When you say "you haven't had much problem" one can only assume you're _not actually reading the output_. In fact, like most things in modern times, one has to assume you arn't actually reading the output. You're skimming it; you're finding what makes sense and extrapolating that. This is the 70%.
The problem with non-deterministic models is that the output can't be deterministically assessed. You're harboring a delusion that you're getting real good output.
Most likely you're doing the baby extrapolation: you make it do a small, tightly scoped project and it's does 99% right. Just like a baby doubles in size in a year. Extrapolating, that baby will double again; but it doesnt.
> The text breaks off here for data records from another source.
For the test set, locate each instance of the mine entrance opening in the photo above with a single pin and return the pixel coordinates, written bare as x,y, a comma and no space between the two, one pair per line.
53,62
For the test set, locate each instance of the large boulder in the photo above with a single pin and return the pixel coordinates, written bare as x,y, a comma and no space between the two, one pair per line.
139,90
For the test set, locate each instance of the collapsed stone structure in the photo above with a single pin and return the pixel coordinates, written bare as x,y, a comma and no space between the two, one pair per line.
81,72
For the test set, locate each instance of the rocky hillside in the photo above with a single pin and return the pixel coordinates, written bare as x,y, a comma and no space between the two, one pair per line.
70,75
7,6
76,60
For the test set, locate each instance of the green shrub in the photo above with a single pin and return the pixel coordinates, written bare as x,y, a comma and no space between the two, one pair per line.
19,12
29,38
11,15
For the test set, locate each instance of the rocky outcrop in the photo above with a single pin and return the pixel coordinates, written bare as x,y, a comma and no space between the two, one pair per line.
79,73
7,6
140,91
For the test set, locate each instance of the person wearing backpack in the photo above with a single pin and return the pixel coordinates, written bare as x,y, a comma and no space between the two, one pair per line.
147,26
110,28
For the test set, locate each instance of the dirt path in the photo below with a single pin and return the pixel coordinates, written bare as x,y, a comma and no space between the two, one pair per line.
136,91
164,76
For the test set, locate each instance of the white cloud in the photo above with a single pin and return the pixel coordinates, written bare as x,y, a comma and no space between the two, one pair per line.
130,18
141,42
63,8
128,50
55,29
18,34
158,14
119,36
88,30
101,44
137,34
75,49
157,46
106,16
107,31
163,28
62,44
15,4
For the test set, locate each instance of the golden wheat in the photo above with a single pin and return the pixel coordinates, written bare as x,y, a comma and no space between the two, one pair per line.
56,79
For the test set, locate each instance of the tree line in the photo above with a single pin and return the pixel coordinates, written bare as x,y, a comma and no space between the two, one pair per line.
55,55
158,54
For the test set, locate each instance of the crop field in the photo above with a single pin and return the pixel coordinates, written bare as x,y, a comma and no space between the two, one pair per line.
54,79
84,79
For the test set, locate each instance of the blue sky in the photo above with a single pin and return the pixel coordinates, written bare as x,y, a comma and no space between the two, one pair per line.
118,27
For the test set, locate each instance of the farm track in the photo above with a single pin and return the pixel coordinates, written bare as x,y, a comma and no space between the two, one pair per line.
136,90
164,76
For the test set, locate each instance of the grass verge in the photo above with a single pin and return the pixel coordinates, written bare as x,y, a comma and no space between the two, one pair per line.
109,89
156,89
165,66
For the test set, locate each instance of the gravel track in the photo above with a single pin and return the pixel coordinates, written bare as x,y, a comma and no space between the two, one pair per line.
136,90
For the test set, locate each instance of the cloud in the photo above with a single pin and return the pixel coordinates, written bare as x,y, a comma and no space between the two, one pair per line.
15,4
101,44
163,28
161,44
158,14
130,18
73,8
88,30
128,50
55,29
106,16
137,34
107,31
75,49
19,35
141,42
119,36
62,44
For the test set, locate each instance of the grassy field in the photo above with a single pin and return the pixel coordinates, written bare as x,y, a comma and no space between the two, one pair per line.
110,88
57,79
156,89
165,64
Your human compensation limits does not extrapolate to the size and knowledge that's fed into the model and the context it extrapolates.
Slop in, slop out. The new GIGO?
Ahh yes, the documentation for claude.
When someone created a CLAUDE.md, then changed some stuff around and when I later had to touch that repository my claude was hallucinating classes, functions and architecture that was already long gone!
I just deleted the CLAUDE.md, since I had no mood to "fix" it.
Couldn't you have claude correct the CLAUDE.md?
Thats what "autoresearch" does, init?
If you have Claude write down notes, check them into the repo when you're done. It probably can't hurt and it might help.
LOL. It didn't even cross the author's mind to consider reading the notes himself to decide if they make sense.
AI is sending us down a path of anti-social behavior. It will be bad for us, of course, but AI is only as good as it is because it was able to be trained on info from github, stack overflow, etc. Without socializing interesting info, humans and AI will both suffer.